The spending proposal involves two types of funding: discretionary appropriations, which would primarily be used for enforcement activities; and mandatory funding, which would be used for a variety of activities.
According to Swagel, spending would increase in each year between 2021 and 2031, with the highest growth in the first several years. “By 2031, CBO projects, the proposal would make the IRS’s budget more than 90 percent larger than it is in CBO’s July 2021 baseline projections and would more than double the IRS’s staffing,” the blog said.
It is expected that approximately $60 billion would be used for enforcement and related operations support.
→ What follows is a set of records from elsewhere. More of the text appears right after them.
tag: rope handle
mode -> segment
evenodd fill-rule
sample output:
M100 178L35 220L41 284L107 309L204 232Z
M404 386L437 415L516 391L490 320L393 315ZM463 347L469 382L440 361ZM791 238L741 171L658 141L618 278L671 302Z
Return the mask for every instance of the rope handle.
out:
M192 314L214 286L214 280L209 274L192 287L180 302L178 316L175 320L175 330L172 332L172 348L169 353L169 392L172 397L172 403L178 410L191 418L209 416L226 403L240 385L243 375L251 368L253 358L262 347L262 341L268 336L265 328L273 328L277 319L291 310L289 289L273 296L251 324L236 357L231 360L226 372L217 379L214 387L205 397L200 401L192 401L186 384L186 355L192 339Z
CBO has estimated that the funding boost would increase revenues by approximately $200 billion.
“CBO’s estimate of revenues is based on the IRS’s projected returns on investment (ROIs) for spending on new enforcement initiatives,” Swagel explained, adding that in recent years peak ROIs for IRS have ranged from 5 to 9.
In his discussion of ROIs, he noted that CBO estimates that an audit of medium complexity would take 24 months to complete. “That time, combined with the expected training time for an experienced new hire, suggests that the IRS would begin to collect revenues 30 months after the new hire joined the agency,” Swagel wrote.
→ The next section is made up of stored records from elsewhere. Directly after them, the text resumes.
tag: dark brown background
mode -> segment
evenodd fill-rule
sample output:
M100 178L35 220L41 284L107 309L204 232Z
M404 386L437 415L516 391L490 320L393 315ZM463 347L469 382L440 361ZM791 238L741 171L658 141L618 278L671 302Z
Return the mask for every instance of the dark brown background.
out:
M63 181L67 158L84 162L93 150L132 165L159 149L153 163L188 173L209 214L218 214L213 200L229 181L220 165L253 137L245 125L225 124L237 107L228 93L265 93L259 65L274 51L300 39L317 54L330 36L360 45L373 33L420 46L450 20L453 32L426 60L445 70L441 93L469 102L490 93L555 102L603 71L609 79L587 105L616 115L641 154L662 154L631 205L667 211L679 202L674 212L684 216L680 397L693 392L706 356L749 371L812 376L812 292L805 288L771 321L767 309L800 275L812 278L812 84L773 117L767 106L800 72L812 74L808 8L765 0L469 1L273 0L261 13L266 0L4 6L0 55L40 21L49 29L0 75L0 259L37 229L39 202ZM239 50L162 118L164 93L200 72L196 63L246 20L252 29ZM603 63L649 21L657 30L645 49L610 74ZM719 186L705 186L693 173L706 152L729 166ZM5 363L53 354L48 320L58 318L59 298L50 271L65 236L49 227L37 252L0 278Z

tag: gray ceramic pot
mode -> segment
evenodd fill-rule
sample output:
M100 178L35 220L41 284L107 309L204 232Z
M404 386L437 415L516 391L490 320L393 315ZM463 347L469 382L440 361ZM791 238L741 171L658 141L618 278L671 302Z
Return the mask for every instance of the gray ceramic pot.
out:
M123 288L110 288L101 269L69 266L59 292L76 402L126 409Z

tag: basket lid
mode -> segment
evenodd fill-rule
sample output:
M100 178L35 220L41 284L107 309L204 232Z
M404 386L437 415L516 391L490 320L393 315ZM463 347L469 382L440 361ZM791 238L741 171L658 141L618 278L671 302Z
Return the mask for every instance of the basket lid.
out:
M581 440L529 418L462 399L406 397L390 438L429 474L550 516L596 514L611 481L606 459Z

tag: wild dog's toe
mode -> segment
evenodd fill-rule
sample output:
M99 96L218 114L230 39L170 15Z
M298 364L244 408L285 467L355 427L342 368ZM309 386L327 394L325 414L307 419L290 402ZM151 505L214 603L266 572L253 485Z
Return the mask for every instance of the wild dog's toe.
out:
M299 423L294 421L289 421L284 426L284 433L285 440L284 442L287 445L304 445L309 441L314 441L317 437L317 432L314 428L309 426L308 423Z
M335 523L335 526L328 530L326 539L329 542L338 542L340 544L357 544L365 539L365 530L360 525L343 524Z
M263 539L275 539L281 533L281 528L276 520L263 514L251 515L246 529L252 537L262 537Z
The estimated change in revenues is relative to the amount of revenues collected under current law. CBO’s estimate assumes that the proposed increase in funding would follow the proposed expansion of information reporting. “The estimate reflects CBO’s expectation that the increased enforcement activities would change the voluntary compliance rate – that is, the share of taxes owed that are paid voluntarily and on time – only modestly,” the blog said. “The magnitude of that effect is highly uncertain, however,” it added.
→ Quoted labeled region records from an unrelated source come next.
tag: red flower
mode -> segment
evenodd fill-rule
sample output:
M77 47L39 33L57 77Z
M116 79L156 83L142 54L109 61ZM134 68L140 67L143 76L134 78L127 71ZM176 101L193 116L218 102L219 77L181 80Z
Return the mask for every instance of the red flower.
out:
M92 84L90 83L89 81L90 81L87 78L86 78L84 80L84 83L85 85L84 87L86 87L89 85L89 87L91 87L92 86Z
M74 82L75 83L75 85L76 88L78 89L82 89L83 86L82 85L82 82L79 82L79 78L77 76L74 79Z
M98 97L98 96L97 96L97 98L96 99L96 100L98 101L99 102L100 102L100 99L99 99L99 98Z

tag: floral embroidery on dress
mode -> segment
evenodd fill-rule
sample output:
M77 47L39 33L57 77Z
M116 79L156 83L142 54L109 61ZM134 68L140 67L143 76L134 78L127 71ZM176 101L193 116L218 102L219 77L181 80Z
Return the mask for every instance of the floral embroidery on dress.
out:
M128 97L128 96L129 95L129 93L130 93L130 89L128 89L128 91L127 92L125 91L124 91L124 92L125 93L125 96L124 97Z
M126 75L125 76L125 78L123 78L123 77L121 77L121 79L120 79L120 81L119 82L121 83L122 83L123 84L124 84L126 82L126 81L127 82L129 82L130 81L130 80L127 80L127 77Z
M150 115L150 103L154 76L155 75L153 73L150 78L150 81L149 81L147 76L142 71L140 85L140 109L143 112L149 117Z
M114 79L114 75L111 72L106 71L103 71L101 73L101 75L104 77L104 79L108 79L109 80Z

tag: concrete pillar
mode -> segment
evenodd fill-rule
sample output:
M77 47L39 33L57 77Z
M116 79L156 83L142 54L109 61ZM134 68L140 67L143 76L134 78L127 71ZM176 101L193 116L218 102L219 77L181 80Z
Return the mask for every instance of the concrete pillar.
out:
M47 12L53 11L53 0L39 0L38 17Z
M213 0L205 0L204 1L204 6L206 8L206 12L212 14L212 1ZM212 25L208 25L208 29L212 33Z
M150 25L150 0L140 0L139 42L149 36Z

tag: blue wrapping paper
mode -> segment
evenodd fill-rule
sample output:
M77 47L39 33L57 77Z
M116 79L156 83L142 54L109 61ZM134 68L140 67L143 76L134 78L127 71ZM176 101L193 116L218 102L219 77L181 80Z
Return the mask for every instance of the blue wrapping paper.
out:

Revenue changes stemming from the increased funding could differ from CBO’s estimate, said Swagel. “It depends on the IRS’s ability to hire experienced candidates, changes in voluntary compliance, and the interaction of enforcement funding with the IRS’s other capabilities,” he wrote.
The intention of IRS is to hire mid- and senior-level people with private-sector experience who will not require extensive training to become productive. “But it might not be able to hire its desired mix of candidates,” the blog said, adding that “a related source of uncertainty is attrition.”
Swagel also noted that a funding increase could signal that IRS was more capable of spotting noncompliance, with a resulting increase in voluntary compliance and revenues. “However, if there were fewer noncompliant taxpayers to audit, the ROIs from the IRS’s enforcement activities would drop, and the direct revenues from increased enforcement would be lower than CBO estimated,” he opined.
The Biden proposal would bring audit rates up to the levels of 10 years ago, with the rate rising for all taxpayers but with higher-income taxpayers facing the largest increase, wrote Swagel.
“In addition, the Administration’s policies would focus additional IRS resources on enforcement activity aimed at high-wealth taxpayers, large corporations, and partnerships. CBO estimates that if the proposals were enacted, tax compliance would be improved, and more households would meet their obligation under the law,” according to Swagel.
Finally, a boost in audit rates would likely result in some audits of taxpayers who would then be determined not to owe additional taxes. “However, the Administration’s proposal for more information reporting, as well as additional spending on IRS technology, might reduce the burden on compliant taxpayers by allowing the IRS to better target noncompliant ones and to reduce the number of audits that resulted in no change in tax assessment,” Swagel wrote.